The Achilles heel of the Equity 2020 advisory process, to analyze school closing, consolidation, and relocation possibilities, was the absence of deliberation about raising school quality.  Instead, the focus was on closing buildings – with the assumption that more resources invested in fewer buildings naturally would enhance equity.  Is that a sound assumption?


Efficiency does not necessarily elevate equity, especially when no financial data is being used to inform just how much efficiency can be gained.  But it is clear to all that diverting attention and resources toward many low-performing schools, versus fewer mid-performing schools, makes a lot of sense.  No question there.  One central question remains, however: How will the larger buildings become super high-quality schools?

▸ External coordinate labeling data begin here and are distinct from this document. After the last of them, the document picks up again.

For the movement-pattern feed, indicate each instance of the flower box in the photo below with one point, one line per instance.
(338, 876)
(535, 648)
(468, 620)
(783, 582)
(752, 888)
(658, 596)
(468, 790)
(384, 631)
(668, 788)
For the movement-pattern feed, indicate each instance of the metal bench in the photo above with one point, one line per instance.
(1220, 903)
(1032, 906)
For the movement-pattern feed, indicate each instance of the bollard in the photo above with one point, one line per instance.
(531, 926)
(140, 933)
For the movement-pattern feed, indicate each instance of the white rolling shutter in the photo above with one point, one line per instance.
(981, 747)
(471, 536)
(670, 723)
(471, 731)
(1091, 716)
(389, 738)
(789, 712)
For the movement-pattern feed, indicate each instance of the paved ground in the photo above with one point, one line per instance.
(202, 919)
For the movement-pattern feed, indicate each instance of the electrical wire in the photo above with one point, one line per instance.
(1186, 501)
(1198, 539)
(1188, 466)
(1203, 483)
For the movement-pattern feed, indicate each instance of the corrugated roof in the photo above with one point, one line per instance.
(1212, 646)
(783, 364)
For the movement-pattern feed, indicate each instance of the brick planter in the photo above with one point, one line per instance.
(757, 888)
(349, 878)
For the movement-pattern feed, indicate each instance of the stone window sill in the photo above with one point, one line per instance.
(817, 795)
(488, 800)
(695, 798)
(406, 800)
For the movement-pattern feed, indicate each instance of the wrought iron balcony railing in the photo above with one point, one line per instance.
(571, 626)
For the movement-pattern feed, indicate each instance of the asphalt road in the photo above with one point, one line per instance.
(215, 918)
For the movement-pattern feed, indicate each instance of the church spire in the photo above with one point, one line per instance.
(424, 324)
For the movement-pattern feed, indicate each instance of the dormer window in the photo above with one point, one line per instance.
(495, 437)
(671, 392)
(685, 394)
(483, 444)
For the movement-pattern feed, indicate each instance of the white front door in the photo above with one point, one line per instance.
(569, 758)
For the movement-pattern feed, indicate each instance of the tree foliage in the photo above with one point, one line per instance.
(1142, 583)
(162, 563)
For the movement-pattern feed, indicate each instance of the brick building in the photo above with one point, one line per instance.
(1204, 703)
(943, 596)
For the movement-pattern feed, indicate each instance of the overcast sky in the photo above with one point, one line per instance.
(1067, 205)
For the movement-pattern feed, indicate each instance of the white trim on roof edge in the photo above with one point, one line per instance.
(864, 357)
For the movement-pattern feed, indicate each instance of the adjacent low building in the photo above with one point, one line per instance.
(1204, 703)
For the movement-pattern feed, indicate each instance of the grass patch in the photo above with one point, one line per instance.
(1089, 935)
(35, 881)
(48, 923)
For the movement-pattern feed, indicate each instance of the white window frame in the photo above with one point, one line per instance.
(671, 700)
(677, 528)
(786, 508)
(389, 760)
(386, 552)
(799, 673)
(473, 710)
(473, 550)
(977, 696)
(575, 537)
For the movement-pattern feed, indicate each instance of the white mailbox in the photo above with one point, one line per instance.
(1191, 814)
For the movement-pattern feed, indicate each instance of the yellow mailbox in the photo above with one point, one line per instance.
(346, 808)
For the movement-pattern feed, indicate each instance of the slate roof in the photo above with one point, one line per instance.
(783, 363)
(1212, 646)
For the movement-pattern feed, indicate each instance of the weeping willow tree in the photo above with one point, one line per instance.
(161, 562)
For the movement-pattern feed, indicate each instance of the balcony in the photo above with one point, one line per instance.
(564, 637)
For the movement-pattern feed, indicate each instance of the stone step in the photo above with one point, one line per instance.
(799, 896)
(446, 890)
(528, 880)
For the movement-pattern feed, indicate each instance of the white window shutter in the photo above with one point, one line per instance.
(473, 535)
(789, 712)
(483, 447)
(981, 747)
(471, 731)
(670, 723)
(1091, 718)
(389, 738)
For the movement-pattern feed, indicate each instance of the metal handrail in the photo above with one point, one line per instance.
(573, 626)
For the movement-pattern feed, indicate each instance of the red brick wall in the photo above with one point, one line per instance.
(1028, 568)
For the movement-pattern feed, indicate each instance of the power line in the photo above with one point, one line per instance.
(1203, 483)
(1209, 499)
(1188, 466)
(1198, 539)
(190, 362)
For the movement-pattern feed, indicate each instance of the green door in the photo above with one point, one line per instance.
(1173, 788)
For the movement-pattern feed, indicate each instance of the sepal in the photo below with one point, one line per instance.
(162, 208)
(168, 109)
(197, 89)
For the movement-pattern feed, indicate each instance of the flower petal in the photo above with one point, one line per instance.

That’s the same question facing the Weaver Steering Committee, which just last week was re-launched after a few months of absence.  The area of focus: co-location.  How will three schools with three separate visions, missions, and goals co-exist and share resources in one building?


While this mandate is logical, it’s based on an assumption, which is  that Hartford Public Schools already knows how to operate a high-functioning neighborhood high school, where ALL students are prepared for post-secondary advancement.  We don’t hold that assumption, based on the track record of neighborhood high school performance.   There’s no question that HPS high schools do incredible work preparing youth, but the attendance, discipline, SAT, college enrollment and completion data tell a story of “almost” there, not “there already.”


The community has demanded that Weaver be the best; that it disprove the legend that only magnet schools can achieve near suburban school levels. The community has demanded that the Weaver design process address those problems still plaguing our schools – and, frankly, most urban high schools in American:


  • Can we ensure ALL teachers know exactly how to get disengaged youth to engage more deeply than ever, such that they don’t want to miss even one day of school?
  • Can we ensure ALL incoming students are READY for high school upon stepping foot into ninth Grade?
  • Can we ensure partnership with the local University results in ALL graduates attaining an associate’s degree?


The Bottom Line.


The community demands more from HPS, advocates, and all partners working on the Weaver project; the way this process starts will determine how it ends.


Working with each school separately on issues related to co-location is not addressing the core issues that still prevent our neighborhood high schools from hitting their outcomes for all students.  A new process must start to do so – a process that can then be used to address school quality issues at other high schools.  We look to the community to voice its standards and ensure that the lessons learned from Equity 2020 fully sink in prior to the Weaver Steering Committee going much farther down the road.